Controlling the level of water residues in the reaction system for polyurethane (PU) synthesis is as crucial as ensuring the proper formulation of polyol and isocyanate components. Excessive water content, which leads to side reactions and disrupts the stoichiometry between reagents, can significantly affect the mechanical properties and performance of the final products. Conventionally, Karl-Fischer (KF) titration is the industry standard for accurate water quantification in polyols. However, this method is labour-intensive and not suited for real-time feedback, needed in continuous manufacturing, such as reactive extrusion (REX) of PUs. Although Near-Infrared (NIR) spectroscopy is a robust technique for process analysis, its capability for effective monitoring of water content and simultaneous tracking of reactive aspects of PU materials have not been determined.

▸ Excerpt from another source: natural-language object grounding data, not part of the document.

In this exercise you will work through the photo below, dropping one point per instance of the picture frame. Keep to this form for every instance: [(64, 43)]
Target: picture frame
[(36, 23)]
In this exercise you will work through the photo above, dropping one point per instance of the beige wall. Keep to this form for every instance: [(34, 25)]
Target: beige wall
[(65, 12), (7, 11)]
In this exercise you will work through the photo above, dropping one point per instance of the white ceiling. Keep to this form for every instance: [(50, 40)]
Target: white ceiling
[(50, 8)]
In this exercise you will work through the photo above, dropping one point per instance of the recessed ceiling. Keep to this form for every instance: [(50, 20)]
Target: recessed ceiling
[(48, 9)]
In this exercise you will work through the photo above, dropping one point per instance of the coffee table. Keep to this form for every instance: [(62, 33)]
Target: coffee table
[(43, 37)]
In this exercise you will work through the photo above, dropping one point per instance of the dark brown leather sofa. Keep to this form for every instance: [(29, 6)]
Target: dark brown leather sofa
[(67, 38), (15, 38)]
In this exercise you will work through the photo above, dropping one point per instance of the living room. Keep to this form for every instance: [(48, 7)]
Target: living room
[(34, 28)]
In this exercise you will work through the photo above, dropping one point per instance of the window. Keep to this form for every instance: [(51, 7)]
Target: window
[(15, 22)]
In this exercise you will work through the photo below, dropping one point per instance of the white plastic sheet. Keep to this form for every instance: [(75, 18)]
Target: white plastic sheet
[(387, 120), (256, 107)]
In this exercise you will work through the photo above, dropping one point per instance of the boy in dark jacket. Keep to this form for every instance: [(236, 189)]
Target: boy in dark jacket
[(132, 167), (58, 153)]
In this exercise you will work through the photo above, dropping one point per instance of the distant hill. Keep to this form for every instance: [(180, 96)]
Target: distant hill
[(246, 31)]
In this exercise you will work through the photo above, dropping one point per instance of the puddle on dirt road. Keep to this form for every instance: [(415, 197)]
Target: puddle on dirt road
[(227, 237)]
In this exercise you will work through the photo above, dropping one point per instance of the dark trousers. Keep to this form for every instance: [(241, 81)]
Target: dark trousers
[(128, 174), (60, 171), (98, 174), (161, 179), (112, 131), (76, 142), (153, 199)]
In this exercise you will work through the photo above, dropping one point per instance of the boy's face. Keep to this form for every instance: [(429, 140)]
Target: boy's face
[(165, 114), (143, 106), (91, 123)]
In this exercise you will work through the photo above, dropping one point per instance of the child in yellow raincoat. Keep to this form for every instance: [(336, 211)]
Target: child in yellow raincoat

In this study, we present a flexible concept for rapid quantification of water in poly(ethylene glycol) (PEG) polyol – suitable for synthesis of specialty PUs – with NIR spectroscopy. We have targeted two use-cases: (1) on-line characterisation using an optical probe integrated into an extrusion process, enabling continuous monitoring, and (2) at-line determination with diffuse reflection spectroscopy, allowing for periodic quality checks.
By using KF as a reference method and advanced chemometric analysis of the NIR spectra, Partial Least Squares (PLS) regression models to predict the residual water content of PEG were generated with high accuracy and precision. Furthermore, we explored the options for parallel determination of water and isocyanate species in the system of PU reagents, addressing the challenges posed by their overlapping characteristic peaks in the NIR range. This approach shows the potential of a single measuring technique adaptable to various processing lines, providing comprehensive insight into PU systems for enhanced production control and optimisation in large-scale applications.